Replace all uses of deprecated function sklearn.datasets.load_boston (#7373)

* Replace all uses of deprecated function sklearn.datasets.load_boston * More renaming * Fix bad name * Update assertion * Fix n boosted rounds. * Avoid over regularization. * Rebase. * Avoid over regularization. * Whac-a-mole Co-authored-by: fis <jm.yuan@outlook.com>
2022-01-30 04:27:57 -08:00
parent b4340abf56
commit c621775f34
13 changed files with 56 additions and 66 deletions
--- a/tests/python/test_callback.py
+++ b/tests/python/test_callback.py
@@ -384,7 +384,7 @@ class TestCallbacks:
                    os.path.join(tmpdir, 'model_' + str(i) + '.pkl'))

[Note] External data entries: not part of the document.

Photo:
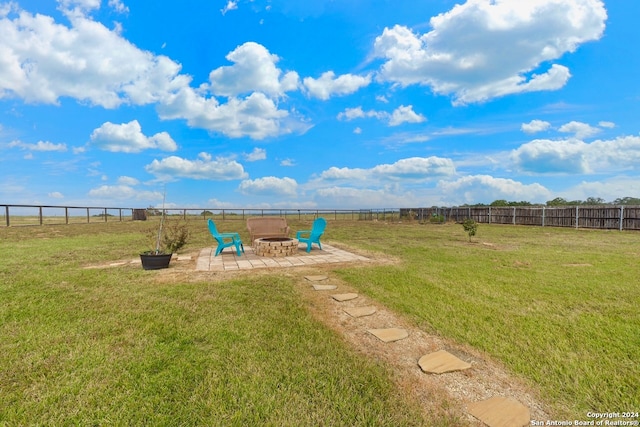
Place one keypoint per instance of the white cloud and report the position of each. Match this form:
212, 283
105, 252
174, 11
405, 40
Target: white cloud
484, 49
535, 126
358, 113
359, 198
329, 85
576, 156
123, 192
485, 189
253, 70
128, 138
404, 114
547, 156
255, 116
127, 180
256, 154
607, 189
231, 5
39, 146
270, 186
219, 169
42, 61
579, 129
118, 6
412, 169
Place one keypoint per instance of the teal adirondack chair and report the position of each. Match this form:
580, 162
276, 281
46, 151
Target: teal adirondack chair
220, 238
312, 236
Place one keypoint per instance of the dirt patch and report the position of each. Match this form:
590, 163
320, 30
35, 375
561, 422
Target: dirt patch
451, 392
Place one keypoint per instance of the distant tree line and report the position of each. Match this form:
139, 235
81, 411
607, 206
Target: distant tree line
559, 201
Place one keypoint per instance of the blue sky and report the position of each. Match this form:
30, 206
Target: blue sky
318, 104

    def test_callback_list(self):
-        X, y = tm.get_boston()
+        X, y = tm.get_california_housing()
        m = xgb.DMatrix(X, y)
        callbacks = [xgb.callback.EarlyStopping(rounds=10)]
        for i in range(4):
--- a/tests/python/test_demos.py
+++ b/tests/python/test_demos.py
@@ -45,8 +45,8 @@ def test_sklearn_demo():
    script = os.path.join(PYTHON_DEMO_DIR, 'sklearn_examples.py')
    cmd = ['python', script]
    subprocess.check_call(cmd)
-    assert os.path.exists('best_boston.pkl')
-    os.remove('best_boston.pkl')
+    assert os.path.exists('best_calif.pkl')
+    os.remove('best_calif.pkl')


@pytest.mark.skipif(**tm.no_sklearn())
--- a/tests/python/test_linear.py
+++ b/tests/python/test_linear.py
@@ -39,8 +39,8 @@ class TestLinear:
    # We test a weaker condition that the loss has not increased between the first and last
    # iteration
    @given(parameter_strategy, strategies.integers(10, 50),
-           tm.dataset_strategy, coord_strategy, strategies.floats(1e-5, 2.0),
-           strategies.floats(1e-5, 2.0))
+           tm.dataset_strategy, coord_strategy, strategies.floats(1e-5, 1.0),
+           strategies.floats(1e-5, 1.0))
    @settings(deadline=None)
    def test_coordinate_regularised(self, param, num_rounds, dataset, coord_param, alpha, lambd):
        param['updater'] = 'coord_descent'
@@ -69,8 +69,8 @@ class TestLinear:
        assert tm.non_increasing(sampled_result)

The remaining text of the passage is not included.